NATO WILL IN MAKEDONIEN STATUS QUO WAHREN – DAS IST PARTEIISCH: Der schöne Schein der Neutralität
„Eine gewaltsame Veränderung der Grenzen wird die Staatengemeinschaft nicht zulassen“, erklärte Außenminister Fischer. Dies scheint zunächst wie eine weise und staatsmännisch zurückhaltende Position. Denn wer will schon ernsthaft, dass die Staatengemeinschaft eine „gewaltsame Veränderung der Grenzen“ zuließe? Fischer erklärt also im Namen der Staatengemeinschaft, den Status quo erhalten zu wollen. Dies alles klingt so, als verhalte sich diese Staatengemeinschaft politisch neutral. (Wobei nicht ganz deutlich ist, ob damit die UNO, die Nato oder die Gruppe der KFOR-Nationen gemeint ist.) Es wird der Eindruck erweckt, als schütze man lediglich geltendes Völkerrecht, zumal die heilige Unverletzlichkeit der Grenzen souveräner Staaten. Man sei entschlossen, so ist aus Berlin zu hören, die territoriale Integrität der Republik Makedonien zu wahren.

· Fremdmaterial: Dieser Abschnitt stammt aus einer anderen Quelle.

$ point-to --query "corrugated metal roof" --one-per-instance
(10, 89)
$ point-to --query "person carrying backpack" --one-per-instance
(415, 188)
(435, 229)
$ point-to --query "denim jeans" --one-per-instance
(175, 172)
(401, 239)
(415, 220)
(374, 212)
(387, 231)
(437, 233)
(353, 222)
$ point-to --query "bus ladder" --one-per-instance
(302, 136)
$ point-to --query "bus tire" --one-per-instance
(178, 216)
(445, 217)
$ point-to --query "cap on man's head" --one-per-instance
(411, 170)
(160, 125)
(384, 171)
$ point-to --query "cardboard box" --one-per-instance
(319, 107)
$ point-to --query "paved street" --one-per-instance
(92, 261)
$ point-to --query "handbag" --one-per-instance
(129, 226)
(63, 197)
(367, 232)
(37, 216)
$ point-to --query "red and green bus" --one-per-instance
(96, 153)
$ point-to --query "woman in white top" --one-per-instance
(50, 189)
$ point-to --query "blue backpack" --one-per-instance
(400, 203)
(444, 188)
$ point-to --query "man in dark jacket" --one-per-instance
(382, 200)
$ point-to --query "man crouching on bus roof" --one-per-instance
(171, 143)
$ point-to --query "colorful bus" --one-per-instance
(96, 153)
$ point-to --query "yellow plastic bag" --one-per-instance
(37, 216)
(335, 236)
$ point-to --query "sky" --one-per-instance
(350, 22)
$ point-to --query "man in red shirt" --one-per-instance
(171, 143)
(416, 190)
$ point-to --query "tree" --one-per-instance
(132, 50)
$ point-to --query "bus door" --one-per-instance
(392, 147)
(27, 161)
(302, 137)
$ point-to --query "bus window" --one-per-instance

Diese Haltung ist nicht neu; Deutschland hat sich auch als erklärte Hüterin des Status quo in Bosnien-Herzegowina erwiesen, wo 20.000 Soldaten der SFOR für Ruhe, Sicherheit und Ordnung sorgen. Im Kosovo sind es 37.000, und ihre Zahl steigt. Die politische Frage ist nun, was tun all diese Soldaten, wenn sie den Status quo erhalten? Sind sie eine neutrale Macht oder selbst Partei?
Die Antwort hängt von der Perspektive ab und ist doch zugleich sehr einfach: Eine Kosovo Force, die den Status quo erhalten will, ist Partei. Denn sie erscheint allen albanischen Bemühungen um nationale Souveränität als Feind, und sie ist ein Freund aus der Perspektive Jugoslawiens und Makedoniens, die ein Interesse an dem Erhalt ihres Territoriums haben. Der „robuste“ Schutz des Status quo mit Nato-Truppen entspricht zwar ganz der Schlussakte der Konferenz über Sicherheit und Zusammenarbeit in Europa, deren Unterzeichner sich gegenseitig versichern, das „Recht eines jeden Staates auf [...] territoriale Integrität“ zu achten und „die Grenzen aller Staaten in Europa als unverletzlich“ anzusehen. Serbien befindet sich also in der „albanischen Frage“ in der angenehmen Lage, dass alle Staaten der KFOR-Truppen sich verpflichtet haben, keine neuen Grenzen in Europa zu akzeptieren, was eine souveräne Republik Kosovo genauso ausschließt wie „großalbanische“ Pläne. Von ihnen ist neuerdings dann die Rede, wenn an ein Staatengebilde gedacht wird, das alle albanischen Bevölkerungsgruppen umfasst. „Großalbanisch“ – das klingt wahrlich bedrohlich, fast nach Großdeutschland.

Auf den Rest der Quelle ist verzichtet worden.